Wednesday, March 10, 2010

Mild Hysteria

My surgery is two weeks from tomorrow. Today my MD cleared me as healthy enough to tolerate it. Too bad I'm not healthy enough to not need it!

And today I got the pathology report from what they sampled last Friday. No uterine cancer, thank you very much. And CA-125 levels in the normal range.

Which is good. But not always good for my attitude. Because it makes me wonder, do I really gotta go through this?

I mean, there's the "discomfort" of the post-op itself. Pain! Swelling! Mindless-making drugs!

Then there's the six weeks of enforced inactivity. Right when my house needs so much renovation! Right at the start of gardening season! Right when I should be taking advantage of the last weeks of the school year and getting in a lot of substitute teaching!

And what am I to make of what I read about hysterectomies online?

There's one site (which shall remain unlinked and unnamed) that seems dedicated to the proposition that 99.9% of all hysterectomies are needless and avoidable and only perpetrated by devious, greedy doctors out to make a quick buck at the expense of downtrodden women. What it tells you about the aftereffects will curl your hair. Nerve damage! GI tract disablement! Your ribcage falling down to your hipbones! Not to mention lifelong depression, loss of maternal feelings, and perpetual heartbreak, regret, and distress.

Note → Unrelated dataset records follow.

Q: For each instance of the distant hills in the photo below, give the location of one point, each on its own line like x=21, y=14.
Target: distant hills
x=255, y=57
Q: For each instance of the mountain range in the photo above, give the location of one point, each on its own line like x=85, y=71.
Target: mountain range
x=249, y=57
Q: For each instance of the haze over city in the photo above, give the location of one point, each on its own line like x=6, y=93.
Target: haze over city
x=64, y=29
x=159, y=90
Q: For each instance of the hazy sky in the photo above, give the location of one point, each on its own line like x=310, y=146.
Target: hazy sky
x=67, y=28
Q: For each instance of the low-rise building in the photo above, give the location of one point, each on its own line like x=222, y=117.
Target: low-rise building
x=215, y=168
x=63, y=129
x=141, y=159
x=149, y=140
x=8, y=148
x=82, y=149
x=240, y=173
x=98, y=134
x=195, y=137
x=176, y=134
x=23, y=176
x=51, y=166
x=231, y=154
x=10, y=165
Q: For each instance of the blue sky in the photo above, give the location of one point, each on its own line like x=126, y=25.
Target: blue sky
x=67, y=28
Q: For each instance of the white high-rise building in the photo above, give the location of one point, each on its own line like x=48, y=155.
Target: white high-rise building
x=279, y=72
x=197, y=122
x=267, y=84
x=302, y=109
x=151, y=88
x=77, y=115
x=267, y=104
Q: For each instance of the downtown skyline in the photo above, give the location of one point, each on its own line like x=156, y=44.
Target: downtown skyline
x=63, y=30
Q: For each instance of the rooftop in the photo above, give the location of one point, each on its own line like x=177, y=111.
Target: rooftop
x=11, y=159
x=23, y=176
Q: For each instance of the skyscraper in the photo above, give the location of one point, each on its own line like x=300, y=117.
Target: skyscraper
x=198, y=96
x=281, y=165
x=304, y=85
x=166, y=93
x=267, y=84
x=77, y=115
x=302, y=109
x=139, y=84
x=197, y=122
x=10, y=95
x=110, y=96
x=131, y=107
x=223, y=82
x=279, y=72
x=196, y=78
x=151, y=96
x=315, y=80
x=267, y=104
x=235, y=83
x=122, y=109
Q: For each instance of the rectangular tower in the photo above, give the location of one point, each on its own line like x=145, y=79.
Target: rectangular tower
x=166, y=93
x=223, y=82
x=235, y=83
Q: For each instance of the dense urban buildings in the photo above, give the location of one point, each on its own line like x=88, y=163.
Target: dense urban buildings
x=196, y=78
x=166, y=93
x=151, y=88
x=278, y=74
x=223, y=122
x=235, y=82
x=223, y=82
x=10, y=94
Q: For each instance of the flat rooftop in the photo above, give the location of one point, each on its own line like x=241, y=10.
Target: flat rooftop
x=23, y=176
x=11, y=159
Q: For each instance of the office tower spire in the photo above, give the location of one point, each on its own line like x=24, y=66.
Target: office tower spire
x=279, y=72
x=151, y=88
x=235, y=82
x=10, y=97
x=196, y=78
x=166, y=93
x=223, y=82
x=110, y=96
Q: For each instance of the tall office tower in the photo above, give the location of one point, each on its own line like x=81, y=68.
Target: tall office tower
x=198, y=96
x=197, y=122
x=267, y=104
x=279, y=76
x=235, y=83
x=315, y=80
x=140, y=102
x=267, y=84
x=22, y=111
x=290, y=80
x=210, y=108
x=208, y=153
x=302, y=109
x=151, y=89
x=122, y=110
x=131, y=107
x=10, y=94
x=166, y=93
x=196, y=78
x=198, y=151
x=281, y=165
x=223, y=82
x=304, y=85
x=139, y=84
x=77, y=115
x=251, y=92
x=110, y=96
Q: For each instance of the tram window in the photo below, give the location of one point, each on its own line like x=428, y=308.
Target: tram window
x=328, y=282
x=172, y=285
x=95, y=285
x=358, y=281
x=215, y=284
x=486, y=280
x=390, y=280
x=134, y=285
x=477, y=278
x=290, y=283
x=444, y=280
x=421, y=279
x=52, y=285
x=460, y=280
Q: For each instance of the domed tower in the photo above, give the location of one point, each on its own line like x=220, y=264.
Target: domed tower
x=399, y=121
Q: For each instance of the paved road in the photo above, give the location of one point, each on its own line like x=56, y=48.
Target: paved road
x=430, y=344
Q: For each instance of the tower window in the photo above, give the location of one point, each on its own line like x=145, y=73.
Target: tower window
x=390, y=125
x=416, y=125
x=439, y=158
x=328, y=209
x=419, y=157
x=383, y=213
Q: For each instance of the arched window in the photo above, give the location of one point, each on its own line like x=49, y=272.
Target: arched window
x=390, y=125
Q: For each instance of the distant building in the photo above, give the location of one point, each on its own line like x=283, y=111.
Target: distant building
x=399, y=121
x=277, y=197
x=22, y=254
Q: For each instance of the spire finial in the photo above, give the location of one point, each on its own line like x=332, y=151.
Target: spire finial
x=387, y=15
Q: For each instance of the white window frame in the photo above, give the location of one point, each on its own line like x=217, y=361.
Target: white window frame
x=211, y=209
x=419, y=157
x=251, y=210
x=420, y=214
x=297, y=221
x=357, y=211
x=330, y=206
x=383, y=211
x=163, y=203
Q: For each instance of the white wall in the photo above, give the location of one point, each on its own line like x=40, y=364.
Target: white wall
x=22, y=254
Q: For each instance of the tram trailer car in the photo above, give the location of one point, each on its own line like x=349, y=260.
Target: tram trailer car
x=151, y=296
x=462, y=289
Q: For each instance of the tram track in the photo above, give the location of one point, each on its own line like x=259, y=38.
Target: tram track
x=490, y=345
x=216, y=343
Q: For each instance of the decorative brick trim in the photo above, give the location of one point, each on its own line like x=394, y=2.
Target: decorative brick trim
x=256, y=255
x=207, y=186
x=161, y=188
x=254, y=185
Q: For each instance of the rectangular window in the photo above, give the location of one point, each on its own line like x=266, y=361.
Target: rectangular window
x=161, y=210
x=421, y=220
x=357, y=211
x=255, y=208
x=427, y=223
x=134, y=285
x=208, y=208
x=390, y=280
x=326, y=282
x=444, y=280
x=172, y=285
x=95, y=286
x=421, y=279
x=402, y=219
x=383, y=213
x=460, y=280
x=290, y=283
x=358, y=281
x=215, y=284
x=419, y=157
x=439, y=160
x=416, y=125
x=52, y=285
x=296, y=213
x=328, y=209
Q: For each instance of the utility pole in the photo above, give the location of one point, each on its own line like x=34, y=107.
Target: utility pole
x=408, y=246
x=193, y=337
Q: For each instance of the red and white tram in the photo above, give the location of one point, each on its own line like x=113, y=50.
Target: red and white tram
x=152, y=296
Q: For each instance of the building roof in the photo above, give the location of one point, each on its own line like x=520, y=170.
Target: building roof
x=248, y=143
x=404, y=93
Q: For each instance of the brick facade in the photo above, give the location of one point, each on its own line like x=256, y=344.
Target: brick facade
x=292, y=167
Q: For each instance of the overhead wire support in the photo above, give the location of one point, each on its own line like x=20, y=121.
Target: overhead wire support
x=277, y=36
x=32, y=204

Then there's another site (which shall also remain linkless and nameless) where women who have had hysterectomies compare notes, and on it we have women complaining that their gynecologists wouldn't take their pain seriously and refused to take their bothersome female plumbing out.

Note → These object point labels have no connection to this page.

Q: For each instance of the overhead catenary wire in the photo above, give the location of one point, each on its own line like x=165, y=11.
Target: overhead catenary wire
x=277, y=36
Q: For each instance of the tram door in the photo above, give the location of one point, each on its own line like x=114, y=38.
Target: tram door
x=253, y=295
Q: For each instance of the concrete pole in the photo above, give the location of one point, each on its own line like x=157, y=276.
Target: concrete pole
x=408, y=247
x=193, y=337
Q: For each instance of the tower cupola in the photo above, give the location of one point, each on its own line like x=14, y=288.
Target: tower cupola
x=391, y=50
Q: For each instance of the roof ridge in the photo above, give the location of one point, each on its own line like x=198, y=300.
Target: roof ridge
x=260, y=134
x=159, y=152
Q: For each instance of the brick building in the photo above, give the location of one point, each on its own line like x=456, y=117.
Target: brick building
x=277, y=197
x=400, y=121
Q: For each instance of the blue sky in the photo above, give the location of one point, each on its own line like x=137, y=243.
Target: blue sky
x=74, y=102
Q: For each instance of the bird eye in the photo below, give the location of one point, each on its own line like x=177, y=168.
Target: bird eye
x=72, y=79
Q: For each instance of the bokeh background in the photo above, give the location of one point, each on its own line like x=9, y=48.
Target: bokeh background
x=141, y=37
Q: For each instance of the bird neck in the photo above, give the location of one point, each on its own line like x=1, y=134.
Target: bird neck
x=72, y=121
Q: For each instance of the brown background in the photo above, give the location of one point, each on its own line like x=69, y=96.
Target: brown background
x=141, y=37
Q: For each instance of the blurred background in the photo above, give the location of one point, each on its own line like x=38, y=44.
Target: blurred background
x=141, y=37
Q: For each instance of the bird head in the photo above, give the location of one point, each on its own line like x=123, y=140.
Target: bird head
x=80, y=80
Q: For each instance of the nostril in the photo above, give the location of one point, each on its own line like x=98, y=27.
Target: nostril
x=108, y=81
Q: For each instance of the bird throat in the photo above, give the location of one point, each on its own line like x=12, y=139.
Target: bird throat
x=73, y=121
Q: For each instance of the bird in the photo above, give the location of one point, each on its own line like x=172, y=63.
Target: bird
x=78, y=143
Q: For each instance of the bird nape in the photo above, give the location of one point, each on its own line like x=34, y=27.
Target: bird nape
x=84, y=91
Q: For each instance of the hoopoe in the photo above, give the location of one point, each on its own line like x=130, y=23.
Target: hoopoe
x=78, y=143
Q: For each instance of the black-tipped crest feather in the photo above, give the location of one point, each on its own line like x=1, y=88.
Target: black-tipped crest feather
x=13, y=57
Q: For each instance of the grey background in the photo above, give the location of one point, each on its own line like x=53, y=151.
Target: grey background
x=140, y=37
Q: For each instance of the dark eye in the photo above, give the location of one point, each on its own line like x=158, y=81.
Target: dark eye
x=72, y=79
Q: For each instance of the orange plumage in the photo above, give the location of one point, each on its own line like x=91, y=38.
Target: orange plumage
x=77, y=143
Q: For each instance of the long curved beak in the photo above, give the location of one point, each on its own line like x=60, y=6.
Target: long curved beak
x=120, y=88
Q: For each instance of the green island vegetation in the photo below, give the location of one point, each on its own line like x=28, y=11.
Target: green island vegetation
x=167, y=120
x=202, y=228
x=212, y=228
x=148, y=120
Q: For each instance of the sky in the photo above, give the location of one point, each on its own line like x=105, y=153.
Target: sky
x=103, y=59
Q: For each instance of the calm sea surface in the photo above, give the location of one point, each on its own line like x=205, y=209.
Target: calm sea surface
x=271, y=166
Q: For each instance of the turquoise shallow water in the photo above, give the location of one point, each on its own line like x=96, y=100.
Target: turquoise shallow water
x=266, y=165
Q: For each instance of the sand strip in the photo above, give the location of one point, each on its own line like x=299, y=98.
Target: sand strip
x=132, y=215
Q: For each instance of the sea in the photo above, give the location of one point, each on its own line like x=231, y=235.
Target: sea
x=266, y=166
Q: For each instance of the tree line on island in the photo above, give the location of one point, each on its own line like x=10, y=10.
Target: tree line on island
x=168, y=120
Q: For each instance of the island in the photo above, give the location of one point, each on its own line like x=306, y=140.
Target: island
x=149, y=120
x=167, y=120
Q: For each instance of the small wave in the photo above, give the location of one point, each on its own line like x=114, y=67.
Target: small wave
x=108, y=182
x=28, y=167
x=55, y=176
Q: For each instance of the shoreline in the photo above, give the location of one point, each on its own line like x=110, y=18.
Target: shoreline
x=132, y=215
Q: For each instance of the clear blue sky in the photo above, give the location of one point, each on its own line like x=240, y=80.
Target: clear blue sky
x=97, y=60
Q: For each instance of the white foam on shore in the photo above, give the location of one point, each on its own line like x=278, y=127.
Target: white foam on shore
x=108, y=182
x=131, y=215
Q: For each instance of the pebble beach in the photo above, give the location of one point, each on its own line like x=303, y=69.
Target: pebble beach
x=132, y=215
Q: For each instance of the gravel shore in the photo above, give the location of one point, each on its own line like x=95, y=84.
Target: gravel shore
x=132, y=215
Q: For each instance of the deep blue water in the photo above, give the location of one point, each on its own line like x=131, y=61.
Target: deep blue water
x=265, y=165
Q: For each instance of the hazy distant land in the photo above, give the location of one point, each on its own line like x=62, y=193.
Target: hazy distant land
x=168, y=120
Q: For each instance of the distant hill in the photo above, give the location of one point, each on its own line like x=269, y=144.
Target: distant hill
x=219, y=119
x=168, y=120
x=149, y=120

Of course, this site makes its own contribution of stress, such as the contributors who say it was over six months to a year before they "got back to normal."

So with all this rattling around my brainpan, again, I can't help wondering, Do I really have to have this surgery? I mean, the gynecological oncologist is of the opinion that the ovarian tumor isn't even cancer! Can't we just ignore it and wait for it to go away?

. . . Oh yeah. Right. At my age, these things don't just go away. At my age, I really shouldn't have a goose egg in my abdomen like this. And malignant or "benign," the thing is growing. It's bad enough that it's already given me a pot belly I can't get rid of by any exercise of dietary discipline. But now it's interfering with my digestion. Benign or not, it can cause mechanical trouble. And they won't really know what sort of thing it is until it's removed.

So it's time to accept the PITA, and keep doing what I need to do to be as ready as possible when the time comes.

3 comments:

Anonymous said...

Yes, you really do have to go through with this. But why the hysterectomy? I thought it only was a problem with the ovaries...

Anyhow, many *hugs* and good wishes.

Love,
whiskers

St. Blogwen said...

The idea is that if the ovarian tumor is cancer, there's a good chance that it will have spread to the uterus. But they won't know that till they take the whole kit to the lab and slice and dice and analyze it.

Howevah . . . after Monday, when I have my CT scan-- IF the CT scan shows no sign of anything being cancerous . . . I'm going to see if they can do exactly as you mention. Take the right ovary and its stupid tumor, check it out, and if it's benign, leave everything else the heck alone.

Trouble is, there does seem to be a mindset of "just take everything out, just in case." The only argument for that with me (if there IS NO CANCER) is that with everything out I wouldn't have to run off and get a fresh sonogram and a D&C every time I get a another spate of uterine bleeding. Or be worrying that this time, the spotting really means something.

Marlene said...

Good idea to have it out, my mother's benign (undiagnosed) tumor grew to the point that it literally squeezed the life out of the ovary and she ended up doubled over in pain with an emergency hysterectomy.

She has had no complaints in the following 12 years.